安芸津のあるべき姿|人口減少時代の地方創生

私が考える安芸津の「あるべき姿」は現時点で次の一文としています。

人口減少を前提に、安芸津を起点として、残る人・来る人・出て行った人の誰もが、無理なく暮らし挑戦でき、その挑戦が町にも日本にも返ってくる“開かれた田舎”をつくること。
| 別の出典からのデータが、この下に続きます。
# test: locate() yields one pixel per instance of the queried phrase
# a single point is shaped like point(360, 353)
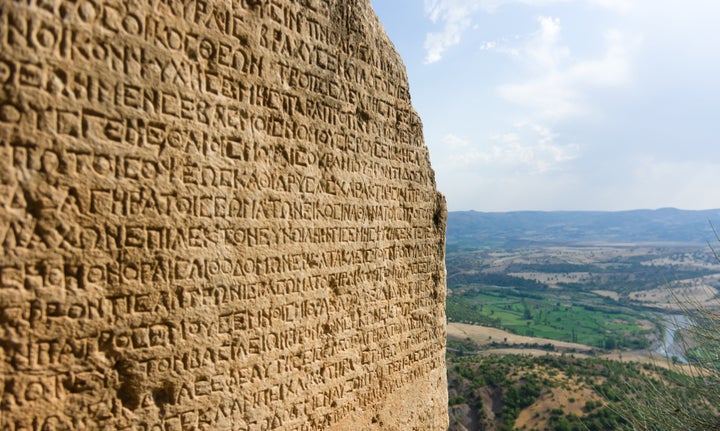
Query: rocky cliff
point(216, 215)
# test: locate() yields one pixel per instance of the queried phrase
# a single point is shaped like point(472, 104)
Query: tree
point(688, 400)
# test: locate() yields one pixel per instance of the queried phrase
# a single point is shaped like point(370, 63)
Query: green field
point(581, 317)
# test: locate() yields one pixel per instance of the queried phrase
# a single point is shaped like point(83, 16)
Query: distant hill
point(525, 228)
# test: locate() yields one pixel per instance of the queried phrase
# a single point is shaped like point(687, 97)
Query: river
point(671, 347)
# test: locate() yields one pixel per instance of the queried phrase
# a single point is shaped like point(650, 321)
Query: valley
point(577, 298)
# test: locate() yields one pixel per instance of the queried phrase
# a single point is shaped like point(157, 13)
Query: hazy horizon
point(565, 104)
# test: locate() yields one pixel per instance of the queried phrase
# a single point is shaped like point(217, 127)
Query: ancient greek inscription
point(215, 215)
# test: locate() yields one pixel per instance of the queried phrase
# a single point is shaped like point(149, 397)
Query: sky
point(565, 104)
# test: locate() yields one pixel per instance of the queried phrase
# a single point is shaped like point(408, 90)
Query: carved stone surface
point(214, 216)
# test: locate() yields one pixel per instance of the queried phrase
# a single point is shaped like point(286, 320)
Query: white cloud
point(531, 148)
point(454, 142)
point(456, 16)
point(557, 86)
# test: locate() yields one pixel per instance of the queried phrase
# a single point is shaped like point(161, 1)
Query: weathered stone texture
point(214, 216)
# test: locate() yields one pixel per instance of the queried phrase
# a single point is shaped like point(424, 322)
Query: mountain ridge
point(478, 229)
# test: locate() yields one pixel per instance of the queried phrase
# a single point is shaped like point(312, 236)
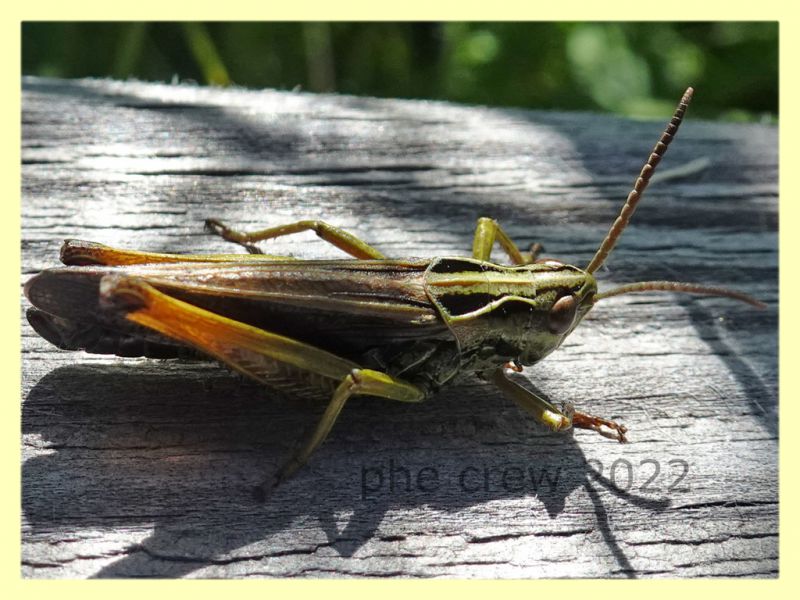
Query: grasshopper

この一文には、地方であり、田舎である安芸津が進むべき方向性を凝縮しているつもりです。

① 人口減少は前提

というのも日本は今後、都市も地方もいずれ人口減少の時代に入ります。
そう考えたとき、安芸津が“人口の多さ”を目指す必要はないと考えています。

むしろ、
「人口が減っても、豊かに暮らせる町」
を先に実現することが、これからの地方の大きな強みになるという考え。

人口増加を前提にした仕組みは、これからの時代にはフィットしにくくなります。
その分、地方だからこそできる新しいまちづくりの可能性が広がっていると感じています。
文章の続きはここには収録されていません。